PhotoMatch includes educational information with a short introduction to the different algorithms. The scientific references are also included in a more detailed explanation of the process (Figure 4). In this way, the idea is to provide researchers, students, and even end-users, with the information needed to select the optimal parameters and combinations for each algorithm. This also contributes to making PhotoMatch an educational and research resource, far from being a black-box tool. Last but not least, thanks to its exportation capabilities, PhotoMatch offers a solution for SfM tools that cannot correctly solve the matching and, thus, the orientation of the images.
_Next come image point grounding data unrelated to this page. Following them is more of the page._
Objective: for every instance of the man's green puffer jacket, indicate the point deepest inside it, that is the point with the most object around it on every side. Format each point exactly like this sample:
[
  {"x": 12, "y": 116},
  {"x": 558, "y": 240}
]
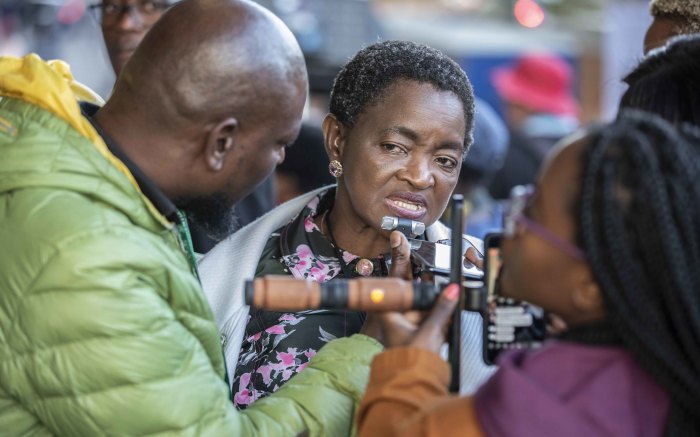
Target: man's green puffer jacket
[{"x": 103, "y": 326}]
3. Experimental Results and Discussion

Six multi-view and six multi-modal case studies with different characteristics were selected and analysed to show the PhotoMatch capabilities. Different feature detectors, descriptors and matching were used for each dataset and the obtained results were compared and assessed.

3.1. Multi-View

The selected multi-view datasets are related to the close-range photogrammetric applications. Due to the widespread adoption of SfM and MVS tools for 3D modeling, feature-based image matching has become a critical process. As end-users increasingly apply photogrammetry, this method must overcome more challenging conditions than traditional aerial photogrammetry, such as larger geometric and radiometric differences.

To this end, we selected six multi-view datasets, each composed of four images. Four sets of images were obtained from the ETH3D benchmark (https://www.eth3d.net/datasets, accessed on 11 November 2022) and comprised the images of a façade (Figure 5a), a forest (Figure 5b), a playground (Figure 5c) and a boulder (Figure 5d). The façade dataset is characterised by low overlap and repetitive features; the forest dataset is characterised by low resolution and unfavourable lighting conditions; for the playground dataset, the viewpoints between images have large differences; the boulder dataset also has a low overlap, but distinctive features that should help to solve the feature-based image matching.

The last two multi-view datasets were obtained from the public benchmark VGG Oxford (Visual Geometry Group—University of Oxford, accessed on 11 November 2022). The images cover a planar wall covered by graffiti. For one of the datasets, the images have good overlap and low geometric differences (Figure 5e). For the last dataset (Figure 5f), two of the images are synthetically derived from the other two and enclose considerable geometric differences, substantially hampering the matching process, even for a human operator.

3.2. Multi-Modal

Considering the increasing popularity of sensors and cameras, the multi-modal matching of images is a growing demand in many applications. We selected some of the most common examples: the combination of thermal and visible imagery for a building (Figure 6a); scanning electron microscopy (SEM) images, including a backscattered electrons and secondary electron images of a mineral surface (Figure 6b); the combination of visible and range imagery from a laser scanner (Figure 6c); the combination of visible and thermal for aerial imagery (Figure 6d); satellite imagery with different wavelengths, where two images were synthetically derived by applying geometric and radiometric distortions to the other two images (Figure 6e); Magnetic Resonance Imaging (MRI) with different visualization parameters, used to highlight different tissues and synthetically derived images (Figure 6f).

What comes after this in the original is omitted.